ISSN : ISSN 2470-9905
Rama S Madhurapantula and Joseph Orgel
Illinois Institute of Technology, USA
ScientificTracks Abstracts: Struct Chem Crystallogr Commun
DOI: 10.21767/2470-9905-C1-002
The process of non-enzymatic glycosylation, i.e., glycation, is rather slow resulting in the formation of sugar-mediated crosslinks, also known as Advanced Glycation Endproducts (AGEs), within the native structure of type-I collagen. This process occurs in all animals but is accelerated in diabetics. However, the exact locations or regions of high propensity for the formation of these crosslinks within the packing structure of collagen are largely unknown, despite our knowledge of the underlying chemistry. The results obtained showed the location of possible crosslinks and correlate the effects of crosslinks to the structural and functional sites present on the D-periodic arrangement of collagen into fibrils. Prolonged treatment with iodine, as a wound disinfectant, is detrimental to the structure of collagen underlying the wound site. Diabetic patients are more prone to injuries to limb extremities. Wounded extremities are commonly amputated to prevent the spread of infection to the rest of the body followed by low dose iodine application to the wound site. We will present results to demonstrate specific disintegration of collagen fibrils in rat tail tendons from a short iodine treatment.

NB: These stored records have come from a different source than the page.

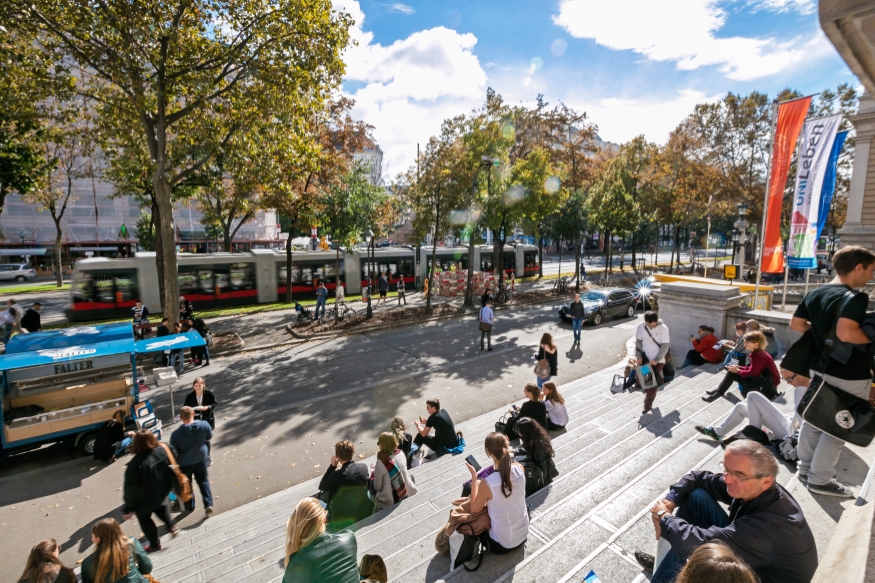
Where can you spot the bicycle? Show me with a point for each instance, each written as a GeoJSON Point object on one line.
{"type": "Point", "coordinates": [335, 314]}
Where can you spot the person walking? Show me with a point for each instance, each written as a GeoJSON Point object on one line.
{"type": "Point", "coordinates": [401, 291]}
{"type": "Point", "coordinates": [321, 298]}
{"type": "Point", "coordinates": [148, 481]}
{"type": "Point", "coordinates": [140, 315]}
{"type": "Point", "coordinates": [391, 482]}
{"type": "Point", "coordinates": [547, 351]}
{"type": "Point", "coordinates": [577, 313]}
{"type": "Point", "coordinates": [383, 288]}
{"type": "Point", "coordinates": [116, 558]}
{"type": "Point", "coordinates": [203, 403]}
{"type": "Point", "coordinates": [705, 348]}
{"type": "Point", "coordinates": [31, 319]}
{"type": "Point", "coordinates": [313, 555]}
{"type": "Point", "coordinates": [487, 319]}
{"type": "Point", "coordinates": [823, 311]}
{"type": "Point", "coordinates": [191, 441]}
{"type": "Point", "coordinates": [44, 566]}
{"type": "Point", "coordinates": [652, 342]}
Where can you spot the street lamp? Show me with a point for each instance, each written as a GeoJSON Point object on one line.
{"type": "Point", "coordinates": [369, 236]}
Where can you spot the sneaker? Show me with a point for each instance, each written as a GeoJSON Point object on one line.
{"type": "Point", "coordinates": [645, 560]}
{"type": "Point", "coordinates": [832, 489]}
{"type": "Point", "coordinates": [708, 431]}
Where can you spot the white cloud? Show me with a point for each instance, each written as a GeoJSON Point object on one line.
{"type": "Point", "coordinates": [408, 10]}
{"type": "Point", "coordinates": [684, 31]}
{"type": "Point", "coordinates": [412, 85]}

Rama S Madhurapantula is a Senior Postdoctoral Research Associate at Dr. Joseph Orgel’s research group at the Illinois Institute of Technology, USA. He is currently involved with work on the changes in molecular packing in myelin and cytoskeleton caused by traumatic brain injury and understanding stress-strain relations in the muscle tendon junction using X-ray diffraction. He also specializes in HPLC method development and has collaborated with various research groups from Chicago to develop new methods for measuring analytes in various samples.